I’m not saying we remain silent or accept it or become part of it; I’m saying we overcome it by acting in spite of it.
Does that sound too big for you? From the Lectionary readings, here’s what happened to the great prophet Jeremiah when he was challenged to make ripples:
The Lord gave me this message:
“I knew you before I formed you in your mother’s womb.
Before you were born I set you apart
and appointed you as my prophet to the nations.”
“O Sovereign Lord,” I said, “I can’t speak for you! I’m too young!”
The Lord replied, “Don’t say, ‘I’m too young,’ for you must go wherever I send you and say whatever I tell you. And don’t be afraid of the people, for I will be with you and will protect you. I, the Lord, have spoken!” Then the Lord reached out and touched my mouth and said,
“Look, I have put my words in your mouth!
Today I appoint you to stand up
against nations and kingdoms.
Some you must uproot and tear down,
destroy and overthrow
and plant.” – .Jeremiah 4:1-10 (NLT)
Is there sin, darkness, brokenness around you? You were chosen to make a difference.
Stand up and tear down. Uproot and replant. Right in the middle of it all, God will put his words into your mouth.
Another Lectionary reading from Isaiah confirms this to be God’s wish for us:
Then when you call, the Lord will answer.

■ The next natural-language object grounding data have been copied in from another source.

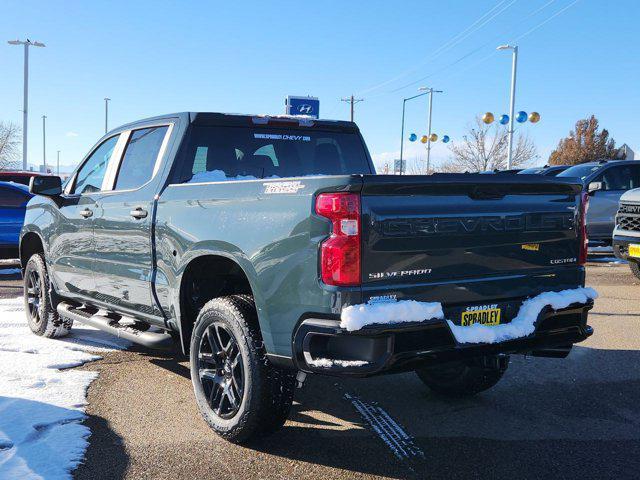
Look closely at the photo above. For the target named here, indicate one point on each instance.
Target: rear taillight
(340, 253)
(584, 241)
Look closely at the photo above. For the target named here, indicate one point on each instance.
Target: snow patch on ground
(355, 317)
(9, 271)
(41, 406)
(328, 363)
(524, 323)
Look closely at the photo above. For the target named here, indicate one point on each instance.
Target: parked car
(13, 202)
(605, 182)
(626, 236)
(269, 249)
(549, 170)
(19, 177)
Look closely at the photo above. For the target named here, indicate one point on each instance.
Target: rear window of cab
(237, 153)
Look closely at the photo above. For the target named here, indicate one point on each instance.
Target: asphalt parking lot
(572, 418)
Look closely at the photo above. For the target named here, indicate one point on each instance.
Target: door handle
(138, 212)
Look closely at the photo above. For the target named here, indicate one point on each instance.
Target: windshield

‘Yes, I am here,’ he will quickly reply.
“Remove the heavy yoke of oppression.
Stop pointing your finger and spreading vicious rumors!
Feed the hungry,
and help those in trouble.
Then your light will shine out from the darkness,
and the darkness around you will be as bright as noon.
The Lord will guide you continually,
giving you water when you are dry
and restoring your strength.
You will be like a well-watered garden,
like an ever-flowing spring.
Some of you will rebuild the deserted ruins of your cities.
Then you will be known as a rebuilder of walls
and a restorer of homes.
“Keep the Sabbath day holy.
Don’t pursue your own interests on that day,
but enjoy the Sabbath
and speak of it with delight as the Lord’s holy day.
Honor the Sabbath in everything you do on that day,
and don’t follow your own desires or talk idly.
Then the Lord will be your delight.
I will give you great honor
and satisfy you with the inheritance I promised to your ancestor Jacob.
I, the Lord, have spoken!” – Isaiah 58:9-14 (NLT)
We don’t have to make waves to make a difference, we just have to stand in our place and make ripples. Rebuild and re-water and restore. Make ripples where you are.
If God’s people will stand together, the ripples will cover the world.